Gerald made a hurried move, the piece rattling upon the board as if he had been playing the castanets. His father made him take it back. I sat watching the two in wonder and silence. What did it all mean? Why should Barnes — now behind the screen listening — have read the outer letter? Why must Laura be employed to read the inner? Why could not this cultivated and refined gentleman before me read his — Ah! That much was disclosed. A mere turn of the hand did it. He had made another of those passes over the board, and I learned from it what an ordinary examination would not have detected. He, the old soldier with the placid face and light blue eyes, was blind! Quite blind!
I began to see more clearly now. And from this moment I took up, in my own mind, a different position.

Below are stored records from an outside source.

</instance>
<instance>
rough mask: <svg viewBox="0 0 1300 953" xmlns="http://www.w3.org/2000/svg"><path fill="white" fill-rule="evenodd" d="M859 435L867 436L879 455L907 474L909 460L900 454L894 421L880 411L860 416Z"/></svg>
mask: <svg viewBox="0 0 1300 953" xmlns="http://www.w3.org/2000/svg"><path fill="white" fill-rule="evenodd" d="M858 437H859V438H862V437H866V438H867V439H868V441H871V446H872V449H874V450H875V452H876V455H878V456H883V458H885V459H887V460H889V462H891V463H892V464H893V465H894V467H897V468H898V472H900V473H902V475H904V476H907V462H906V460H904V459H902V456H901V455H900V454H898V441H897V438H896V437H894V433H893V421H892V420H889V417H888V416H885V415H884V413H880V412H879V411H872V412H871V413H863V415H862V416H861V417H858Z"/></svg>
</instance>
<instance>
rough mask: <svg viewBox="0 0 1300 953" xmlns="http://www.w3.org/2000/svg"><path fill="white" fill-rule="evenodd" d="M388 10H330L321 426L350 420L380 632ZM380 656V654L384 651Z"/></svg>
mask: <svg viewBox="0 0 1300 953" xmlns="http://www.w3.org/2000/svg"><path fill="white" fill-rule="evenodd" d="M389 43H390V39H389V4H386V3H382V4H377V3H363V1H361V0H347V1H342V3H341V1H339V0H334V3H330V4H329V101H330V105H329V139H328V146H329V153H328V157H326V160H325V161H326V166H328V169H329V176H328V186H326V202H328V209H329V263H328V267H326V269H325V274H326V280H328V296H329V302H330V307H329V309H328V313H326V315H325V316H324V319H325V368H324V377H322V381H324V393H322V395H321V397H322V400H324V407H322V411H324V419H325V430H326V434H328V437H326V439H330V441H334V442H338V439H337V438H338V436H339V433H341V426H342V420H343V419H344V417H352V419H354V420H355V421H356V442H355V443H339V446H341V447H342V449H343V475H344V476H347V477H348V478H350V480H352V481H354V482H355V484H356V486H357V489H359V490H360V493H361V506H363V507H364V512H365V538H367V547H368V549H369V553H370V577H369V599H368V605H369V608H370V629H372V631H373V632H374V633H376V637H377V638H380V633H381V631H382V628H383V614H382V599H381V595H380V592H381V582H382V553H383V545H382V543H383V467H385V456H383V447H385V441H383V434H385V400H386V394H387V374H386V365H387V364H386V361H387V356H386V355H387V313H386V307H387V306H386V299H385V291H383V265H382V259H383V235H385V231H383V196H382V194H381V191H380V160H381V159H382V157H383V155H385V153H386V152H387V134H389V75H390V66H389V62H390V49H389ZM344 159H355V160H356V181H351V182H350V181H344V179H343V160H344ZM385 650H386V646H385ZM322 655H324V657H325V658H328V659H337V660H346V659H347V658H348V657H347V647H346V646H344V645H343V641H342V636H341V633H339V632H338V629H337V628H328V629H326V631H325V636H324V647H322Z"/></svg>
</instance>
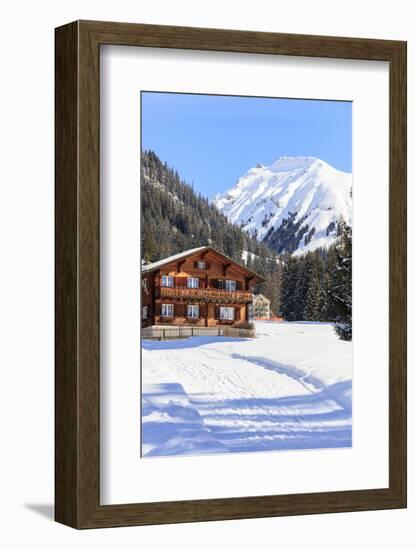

Possibly the servant who had impelled me into the middle of the scene had had good reasons for doing so, as I began to discern. But with a clue to the labyrinth in my hand I could no longer move passively. I must act for myself. For a while I sat still and made no sign. But my suspicions were presently confirmed. The elder man more than once scolded his opponent for playing slowly; in one of the intervals caused by his opponent’s indecision he took from an inside pocket of his waistcoat a small packet.